“Brain hacking” experts recently gave a presentation on how to build DIY mind control gadgets using parts from Radio Shack and other electronic stores.

At SXSW in Austin, Texas, a panel of speakers associated with the Institute of Electrical and Electronics Engineers explained how mind control using “electroceuticals,” bioelectronic devices that can “rewire” a person’s brain, will dominate the 21st century.

“There’s an enormous amount of research going on about ways we can alter our brain function with electricity rather than pharmaceuticals [such as pills],” the IEEE’s Eliza Strickland said. “The amazing thing is that this is not only going on in clinics, research labs and hospitals, but some of this gear is cheap enough for people to experiment with on their own in their garages, their basements…”

And people thought the CIA’s various mind control programs were too sensational to be true.

While the IEEE claims that electroceuticals will “alleviate depression, OCD, PTSD and other mental illnesses,” the Defense Advanced Research Projects Agency (DARPA) is already developing a similar technology to implant false memories into troops.

“DARPA seems to be going full steam ahead on these kinds of technologies,” neuroscientist Joseph LeDoux told MIT Review. “What they plan to do is put chips in [the brain].”

“It would be like a prosthesis, [but] instead of moving your arm, you’re fixing memory.”

The CIA’s MKUltra mind control program is also publicly known and was even reportedly responsible for creating “Manchurian Candidates”: brainwashing victims who were so doped up on mind-altering drugs that they assassinated political targets while in a near hypnotic state – or served as a fall guy for the real assassin, which is commonly believed to have been the case with Sirhan Sirhan, the Palestinian student blamed for the 1968 killing of Robert Kennedy.

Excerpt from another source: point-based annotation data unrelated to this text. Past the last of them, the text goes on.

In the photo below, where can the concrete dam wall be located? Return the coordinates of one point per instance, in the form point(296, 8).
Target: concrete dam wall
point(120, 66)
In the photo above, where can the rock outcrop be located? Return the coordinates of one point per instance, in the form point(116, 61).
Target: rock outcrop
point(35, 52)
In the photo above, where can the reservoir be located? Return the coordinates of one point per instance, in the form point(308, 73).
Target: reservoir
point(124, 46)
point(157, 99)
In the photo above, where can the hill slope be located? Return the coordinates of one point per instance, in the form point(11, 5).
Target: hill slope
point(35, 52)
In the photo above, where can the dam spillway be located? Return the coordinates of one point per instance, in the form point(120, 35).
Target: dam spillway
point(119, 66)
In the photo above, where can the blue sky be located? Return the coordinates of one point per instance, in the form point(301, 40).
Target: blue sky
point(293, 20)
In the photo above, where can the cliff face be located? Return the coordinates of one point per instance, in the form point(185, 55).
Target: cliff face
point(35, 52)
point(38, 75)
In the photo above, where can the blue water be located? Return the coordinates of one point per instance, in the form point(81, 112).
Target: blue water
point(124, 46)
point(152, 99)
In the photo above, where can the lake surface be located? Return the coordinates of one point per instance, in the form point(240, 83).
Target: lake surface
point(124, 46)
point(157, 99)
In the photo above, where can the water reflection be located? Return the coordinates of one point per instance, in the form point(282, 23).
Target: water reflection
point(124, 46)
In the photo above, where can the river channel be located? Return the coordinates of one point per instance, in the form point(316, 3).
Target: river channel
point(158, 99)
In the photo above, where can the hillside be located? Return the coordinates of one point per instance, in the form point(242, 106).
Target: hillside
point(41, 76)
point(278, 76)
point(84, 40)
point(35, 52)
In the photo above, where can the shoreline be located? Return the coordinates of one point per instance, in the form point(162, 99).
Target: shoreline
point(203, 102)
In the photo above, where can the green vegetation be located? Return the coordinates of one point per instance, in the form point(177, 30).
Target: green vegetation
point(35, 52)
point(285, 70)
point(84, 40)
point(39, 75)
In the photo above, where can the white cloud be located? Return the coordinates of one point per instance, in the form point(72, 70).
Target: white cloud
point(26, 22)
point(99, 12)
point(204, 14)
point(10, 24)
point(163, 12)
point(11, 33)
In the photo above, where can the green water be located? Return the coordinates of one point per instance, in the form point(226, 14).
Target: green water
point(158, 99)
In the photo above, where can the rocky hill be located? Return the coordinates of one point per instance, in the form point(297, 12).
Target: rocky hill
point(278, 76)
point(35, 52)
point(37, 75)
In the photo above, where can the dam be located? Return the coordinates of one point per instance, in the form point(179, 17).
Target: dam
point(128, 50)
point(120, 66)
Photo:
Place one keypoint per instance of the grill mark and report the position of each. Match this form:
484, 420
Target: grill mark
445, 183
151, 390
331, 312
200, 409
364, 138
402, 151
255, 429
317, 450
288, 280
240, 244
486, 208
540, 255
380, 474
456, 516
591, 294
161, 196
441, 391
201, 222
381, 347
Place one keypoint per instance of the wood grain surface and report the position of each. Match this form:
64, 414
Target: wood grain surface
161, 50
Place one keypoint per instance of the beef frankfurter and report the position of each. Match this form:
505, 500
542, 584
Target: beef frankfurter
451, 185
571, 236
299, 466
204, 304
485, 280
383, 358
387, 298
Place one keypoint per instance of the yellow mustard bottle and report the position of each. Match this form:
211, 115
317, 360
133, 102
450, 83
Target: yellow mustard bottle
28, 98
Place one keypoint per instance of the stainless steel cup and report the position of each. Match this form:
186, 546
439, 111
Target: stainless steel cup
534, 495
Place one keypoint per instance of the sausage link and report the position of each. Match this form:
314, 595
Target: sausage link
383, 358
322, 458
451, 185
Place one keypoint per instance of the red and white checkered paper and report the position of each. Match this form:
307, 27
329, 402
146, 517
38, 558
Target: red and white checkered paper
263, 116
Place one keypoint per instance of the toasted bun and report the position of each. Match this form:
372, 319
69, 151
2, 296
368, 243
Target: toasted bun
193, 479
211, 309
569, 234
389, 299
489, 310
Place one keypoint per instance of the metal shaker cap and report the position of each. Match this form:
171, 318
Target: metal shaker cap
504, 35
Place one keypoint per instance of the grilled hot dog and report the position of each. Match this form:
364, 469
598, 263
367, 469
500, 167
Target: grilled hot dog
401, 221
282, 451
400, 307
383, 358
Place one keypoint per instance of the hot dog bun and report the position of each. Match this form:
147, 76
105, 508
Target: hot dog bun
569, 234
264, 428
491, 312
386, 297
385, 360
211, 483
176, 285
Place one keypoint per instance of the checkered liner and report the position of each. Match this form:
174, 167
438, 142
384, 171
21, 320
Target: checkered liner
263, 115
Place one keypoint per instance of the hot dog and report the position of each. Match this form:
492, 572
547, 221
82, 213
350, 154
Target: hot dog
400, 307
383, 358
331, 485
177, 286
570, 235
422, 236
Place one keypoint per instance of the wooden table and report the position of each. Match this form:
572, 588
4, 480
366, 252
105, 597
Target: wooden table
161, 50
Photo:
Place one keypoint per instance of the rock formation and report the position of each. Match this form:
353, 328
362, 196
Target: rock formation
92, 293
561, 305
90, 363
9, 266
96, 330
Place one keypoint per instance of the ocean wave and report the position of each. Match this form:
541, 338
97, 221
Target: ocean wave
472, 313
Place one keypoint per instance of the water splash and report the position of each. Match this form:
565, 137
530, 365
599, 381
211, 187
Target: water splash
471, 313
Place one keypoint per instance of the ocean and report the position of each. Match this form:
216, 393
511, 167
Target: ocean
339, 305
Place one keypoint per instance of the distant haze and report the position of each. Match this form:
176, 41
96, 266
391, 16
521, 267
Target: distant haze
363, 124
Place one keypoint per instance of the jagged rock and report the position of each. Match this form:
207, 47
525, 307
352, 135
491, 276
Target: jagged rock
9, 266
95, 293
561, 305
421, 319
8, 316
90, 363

“…Even under hypnosis, he has never been able to remember the shooting and defense psychiatrists concluded he was in a trance at the time,” the BBC reported in 2008.

Considering the CIA’s morals have changed little since the ’60s, there’s good reason to fear that the agency and others will use electroceuticals to control the minds of unwilling victims.

“Technologies for stimulating the brain and controlling the mind can have benefits, but they have a dark side that military and intelligence planners have been exploiting for decades,” Dr. Nick Begich, author of Controlling the Human Mind, wrote.